Redéfinir l’art oratoire pour y intégrer la diversité des formes de communication. Voici l’idée maîtresse du concours d’éloquence des différences dont la finale s’est déroulée le 20 juin dernier au Grand Rex de Paris. Devant une salle comble de 500 personnes, les 6 finalistes, dont 5 en situation de handicap, ont décidé de dépasser leur peur de prendre la parole en public.
Trois sujets philosophiques au programme
Maxence (autiste), Jeanne (trisomie 21), Ali (sans handicap), Tiphaine (sourde signante), Ulrich (bègue) et Alexandre (sourd oraliste) ont eu à élaborer un discours mêlant la persuasion à l’émotion. Ils ont dû répondre, par l’affirmative ou la négative, à l’un des trois sujets philosophiques suivants :
-Faut-il fuir la routine ?
-Faut-il changer pour plaire aux autres ?
-Faut-il accepter de perdre pour gagner ?
De ces batailles oratoires, aucun n’est sorti vainqueur. Il faut dire qu’à handicaps différents, l’évaluation des prestations des candidats n’apparaît que peu objective. D’autant que chacun a déjà remporté le premier tour du concours au sein de sa catégorie de handicap. À l’issue de la finale, ce sont donc 6 prix, correspondant à une qualité spécifique des orateurs, qui ont été attribués : le prix de l'authenticité, du courage, de l'engagement des idées, de l'émotion, de l'humour et de la plume.

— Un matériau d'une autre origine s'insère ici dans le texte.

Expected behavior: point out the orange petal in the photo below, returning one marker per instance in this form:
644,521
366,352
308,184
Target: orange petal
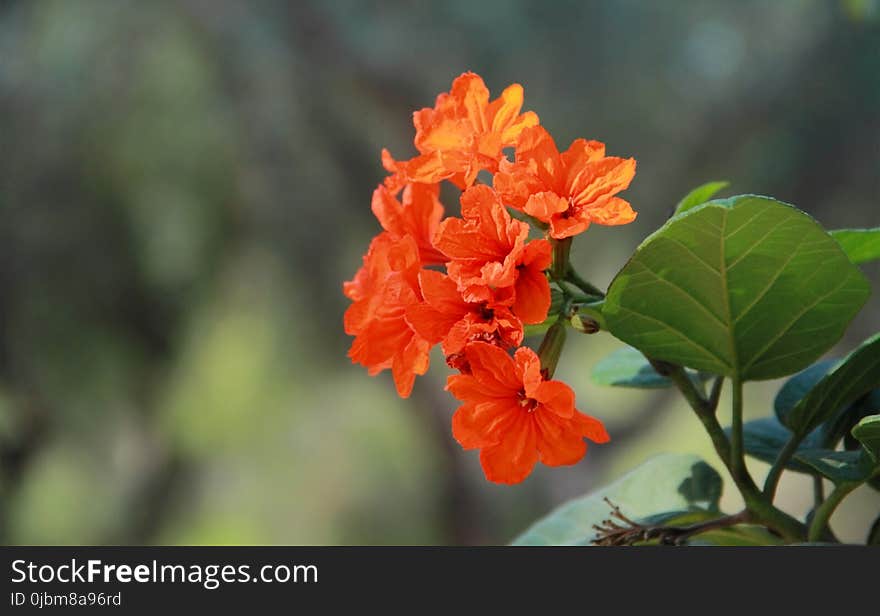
430,323
615,211
545,205
602,179
532,296
442,293
492,365
483,423
556,397
558,441
512,459
410,361
591,427
561,228
472,97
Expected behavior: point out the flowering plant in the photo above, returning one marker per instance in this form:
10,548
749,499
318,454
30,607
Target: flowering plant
738,289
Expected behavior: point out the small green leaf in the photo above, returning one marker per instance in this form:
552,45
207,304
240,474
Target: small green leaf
874,534
655,486
856,375
838,466
699,196
867,431
764,438
840,426
627,367
745,287
860,245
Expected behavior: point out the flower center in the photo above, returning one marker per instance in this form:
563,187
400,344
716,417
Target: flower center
529,404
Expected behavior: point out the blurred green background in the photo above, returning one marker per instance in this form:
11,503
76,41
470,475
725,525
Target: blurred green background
185,185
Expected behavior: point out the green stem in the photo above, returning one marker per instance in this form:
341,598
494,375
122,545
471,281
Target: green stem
737,451
732,455
785,455
826,509
818,491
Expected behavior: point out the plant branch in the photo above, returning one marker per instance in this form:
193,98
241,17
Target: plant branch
783,458
818,491
824,512
731,455
612,532
587,287
737,449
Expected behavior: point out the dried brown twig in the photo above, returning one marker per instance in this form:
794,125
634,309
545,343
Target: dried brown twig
621,530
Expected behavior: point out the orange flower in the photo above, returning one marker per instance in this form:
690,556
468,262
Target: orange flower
445,317
382,290
418,215
489,253
516,417
569,191
463,134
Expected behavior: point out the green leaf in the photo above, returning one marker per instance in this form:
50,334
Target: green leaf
627,367
840,426
740,535
874,534
860,245
867,431
699,196
764,438
668,482
745,287
838,466
856,375
798,386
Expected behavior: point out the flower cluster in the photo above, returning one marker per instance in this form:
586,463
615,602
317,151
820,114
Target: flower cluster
470,283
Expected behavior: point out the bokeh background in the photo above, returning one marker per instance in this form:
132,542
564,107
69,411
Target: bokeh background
185,185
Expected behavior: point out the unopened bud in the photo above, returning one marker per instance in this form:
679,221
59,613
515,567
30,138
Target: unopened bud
585,325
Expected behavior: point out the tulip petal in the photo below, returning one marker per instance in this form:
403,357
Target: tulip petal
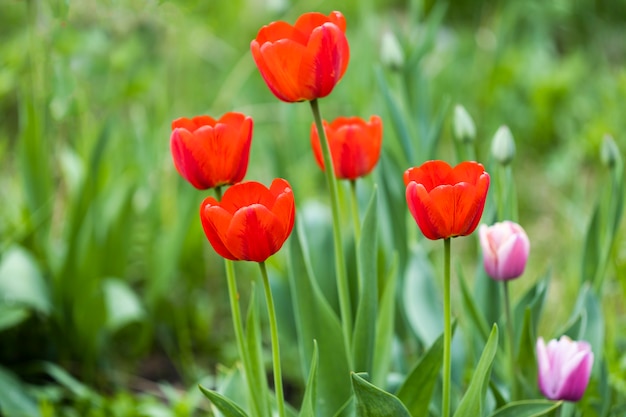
284,206
424,211
279,64
255,233
189,156
430,174
215,222
323,62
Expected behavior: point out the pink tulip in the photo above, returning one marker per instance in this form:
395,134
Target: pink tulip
505,249
564,368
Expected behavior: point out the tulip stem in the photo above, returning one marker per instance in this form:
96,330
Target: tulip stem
447,331
343,287
278,380
509,322
255,397
355,212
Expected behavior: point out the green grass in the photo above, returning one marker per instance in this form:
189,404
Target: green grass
98,216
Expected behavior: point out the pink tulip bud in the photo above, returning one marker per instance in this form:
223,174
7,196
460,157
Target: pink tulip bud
564,368
505,249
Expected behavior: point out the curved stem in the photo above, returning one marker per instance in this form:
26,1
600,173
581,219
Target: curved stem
343,287
278,379
233,294
355,212
447,331
509,322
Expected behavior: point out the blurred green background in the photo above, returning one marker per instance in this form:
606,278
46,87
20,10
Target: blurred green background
105,274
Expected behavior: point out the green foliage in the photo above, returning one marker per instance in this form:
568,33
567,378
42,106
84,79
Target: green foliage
104,270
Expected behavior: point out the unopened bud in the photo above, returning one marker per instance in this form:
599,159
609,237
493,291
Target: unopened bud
463,125
609,153
391,53
503,145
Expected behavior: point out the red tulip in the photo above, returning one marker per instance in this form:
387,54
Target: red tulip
304,61
251,223
354,145
444,201
209,153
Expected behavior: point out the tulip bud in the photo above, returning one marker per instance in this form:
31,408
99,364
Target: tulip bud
564,368
503,145
609,153
463,125
391,53
505,249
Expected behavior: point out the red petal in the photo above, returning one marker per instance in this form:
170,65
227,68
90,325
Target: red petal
425,212
279,64
215,222
255,234
430,174
324,62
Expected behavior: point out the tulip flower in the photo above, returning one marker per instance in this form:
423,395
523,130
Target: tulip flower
444,201
304,61
354,145
210,153
564,368
252,222
505,249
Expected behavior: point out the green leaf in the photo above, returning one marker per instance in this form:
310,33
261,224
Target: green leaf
122,304
365,323
12,315
307,409
527,408
534,300
476,316
526,361
397,119
418,387
254,355
422,300
316,320
14,400
226,406
21,281
371,401
471,404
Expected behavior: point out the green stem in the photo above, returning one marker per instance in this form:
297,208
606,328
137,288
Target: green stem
355,212
278,379
343,288
255,398
447,331
509,322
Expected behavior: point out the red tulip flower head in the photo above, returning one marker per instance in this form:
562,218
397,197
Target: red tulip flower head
209,153
564,368
304,61
252,222
354,145
444,201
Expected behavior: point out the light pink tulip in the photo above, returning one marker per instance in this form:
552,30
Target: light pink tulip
564,367
505,249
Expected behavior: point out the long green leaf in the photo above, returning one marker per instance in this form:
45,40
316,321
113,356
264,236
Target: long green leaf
371,401
385,325
307,408
471,404
226,406
365,323
418,387
316,320
254,352
422,300
528,408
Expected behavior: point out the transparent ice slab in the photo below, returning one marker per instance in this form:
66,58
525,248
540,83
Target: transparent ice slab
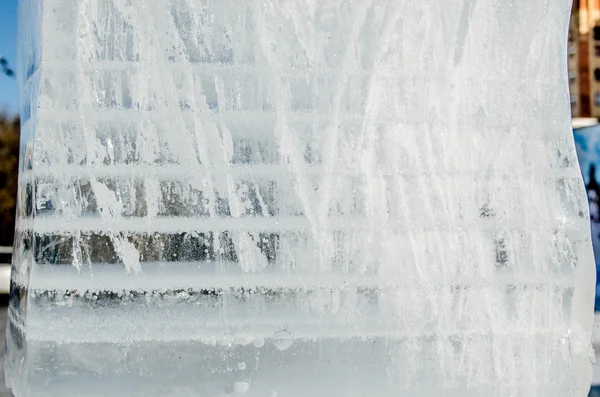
314,198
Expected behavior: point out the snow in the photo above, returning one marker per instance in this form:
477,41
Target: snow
313,198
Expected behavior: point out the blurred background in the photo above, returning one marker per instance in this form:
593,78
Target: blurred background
583,55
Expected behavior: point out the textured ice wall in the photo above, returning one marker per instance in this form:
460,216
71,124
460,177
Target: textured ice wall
299,198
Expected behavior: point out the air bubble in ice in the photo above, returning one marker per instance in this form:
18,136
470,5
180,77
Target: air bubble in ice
241,387
243,340
282,340
258,342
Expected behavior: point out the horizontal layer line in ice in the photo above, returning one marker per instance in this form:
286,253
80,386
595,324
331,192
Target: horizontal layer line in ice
249,117
175,172
141,326
216,68
67,226
188,275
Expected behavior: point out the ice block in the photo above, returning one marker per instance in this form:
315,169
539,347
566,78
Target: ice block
332,198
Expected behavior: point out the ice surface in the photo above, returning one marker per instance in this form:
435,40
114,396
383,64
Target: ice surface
324,198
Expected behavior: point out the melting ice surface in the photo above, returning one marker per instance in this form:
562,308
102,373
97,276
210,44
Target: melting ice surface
349,198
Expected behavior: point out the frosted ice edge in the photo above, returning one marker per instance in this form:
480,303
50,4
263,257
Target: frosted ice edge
330,120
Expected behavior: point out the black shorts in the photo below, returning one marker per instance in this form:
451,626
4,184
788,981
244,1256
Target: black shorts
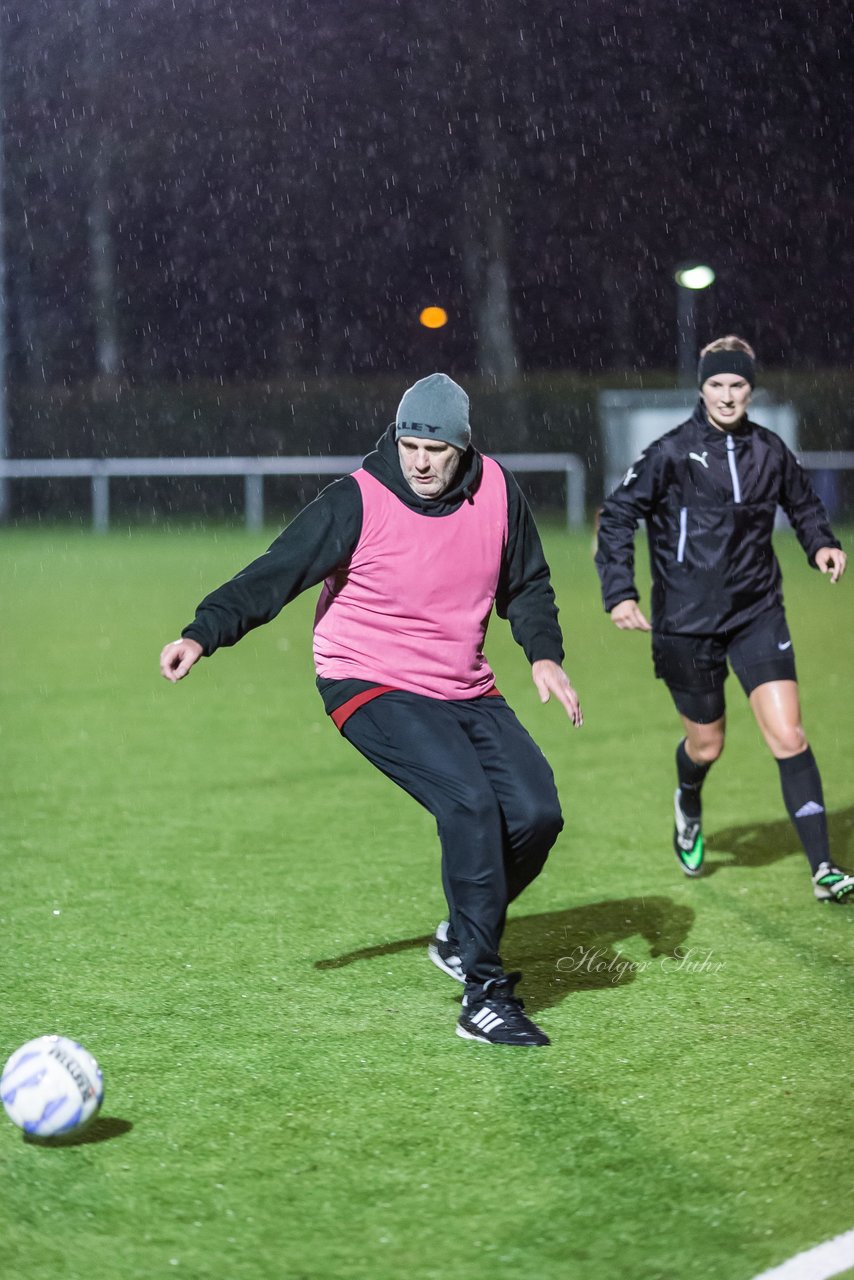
695,667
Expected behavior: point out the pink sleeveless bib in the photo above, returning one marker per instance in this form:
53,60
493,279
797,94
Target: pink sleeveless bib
412,606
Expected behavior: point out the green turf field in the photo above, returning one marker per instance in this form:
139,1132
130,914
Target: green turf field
222,900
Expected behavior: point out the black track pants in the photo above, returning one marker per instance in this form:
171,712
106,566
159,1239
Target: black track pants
492,792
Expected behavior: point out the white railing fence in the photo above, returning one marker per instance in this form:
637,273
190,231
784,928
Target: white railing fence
100,471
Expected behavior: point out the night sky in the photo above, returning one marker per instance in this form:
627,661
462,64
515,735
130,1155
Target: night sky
255,190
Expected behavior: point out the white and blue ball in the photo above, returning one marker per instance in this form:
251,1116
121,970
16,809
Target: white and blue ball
51,1087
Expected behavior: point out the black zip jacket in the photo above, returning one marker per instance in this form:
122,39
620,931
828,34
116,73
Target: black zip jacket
324,535
709,501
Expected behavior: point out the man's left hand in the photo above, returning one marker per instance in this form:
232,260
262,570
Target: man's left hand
831,560
551,679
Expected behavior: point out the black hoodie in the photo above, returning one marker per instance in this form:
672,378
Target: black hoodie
709,499
324,535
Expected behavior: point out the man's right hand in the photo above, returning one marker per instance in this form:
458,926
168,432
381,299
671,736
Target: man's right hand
628,617
178,657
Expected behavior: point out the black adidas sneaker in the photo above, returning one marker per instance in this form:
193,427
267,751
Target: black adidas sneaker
493,1015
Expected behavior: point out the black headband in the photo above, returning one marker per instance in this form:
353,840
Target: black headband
726,362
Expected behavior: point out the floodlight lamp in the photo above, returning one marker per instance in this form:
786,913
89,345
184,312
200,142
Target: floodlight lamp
433,318
695,275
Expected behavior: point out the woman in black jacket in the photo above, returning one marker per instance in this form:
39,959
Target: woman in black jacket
708,492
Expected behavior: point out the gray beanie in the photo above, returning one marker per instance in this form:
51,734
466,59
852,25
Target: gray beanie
437,408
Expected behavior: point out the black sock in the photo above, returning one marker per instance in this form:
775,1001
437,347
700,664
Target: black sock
802,790
690,781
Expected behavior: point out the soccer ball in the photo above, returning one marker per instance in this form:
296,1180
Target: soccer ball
51,1087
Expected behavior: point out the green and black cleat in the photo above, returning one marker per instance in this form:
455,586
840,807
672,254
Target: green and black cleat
688,839
832,885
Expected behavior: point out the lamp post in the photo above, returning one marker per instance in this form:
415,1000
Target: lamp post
690,279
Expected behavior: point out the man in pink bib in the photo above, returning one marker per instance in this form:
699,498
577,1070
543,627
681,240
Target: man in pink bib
414,551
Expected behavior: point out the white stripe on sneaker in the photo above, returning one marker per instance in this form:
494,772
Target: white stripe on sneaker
809,809
487,1020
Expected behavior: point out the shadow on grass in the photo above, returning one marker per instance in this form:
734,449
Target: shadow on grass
574,950
765,842
103,1129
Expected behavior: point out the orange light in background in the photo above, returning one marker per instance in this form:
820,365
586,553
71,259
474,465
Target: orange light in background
433,318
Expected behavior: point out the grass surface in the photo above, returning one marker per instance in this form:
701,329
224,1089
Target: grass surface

Modifier sa perception du handicap
« Le but de ce concours, c’est de retrouver confiance, d’améliorer son estime de soi, de changer de perception, explique Malik Ndiaye, coordinateur de l’évènement et bègue lui-même. Ce n’est pas parce qu’on bégaie, ou que l’on ne parle pas comme tout le monde, qu’on n’a pas de compétence. »
Car c’est bien le regard des autres et l’incompréhension face à la différence qui indispose parfois les personnes en situation de handicap. D’où la possibilité de se former à la gestion des émotions et à l’acceptation de soi. Avant d’arriver sur les planches du Grand Rex, chaque finaliste a suivi une formation dispensée par l’association Éloquence de la différence.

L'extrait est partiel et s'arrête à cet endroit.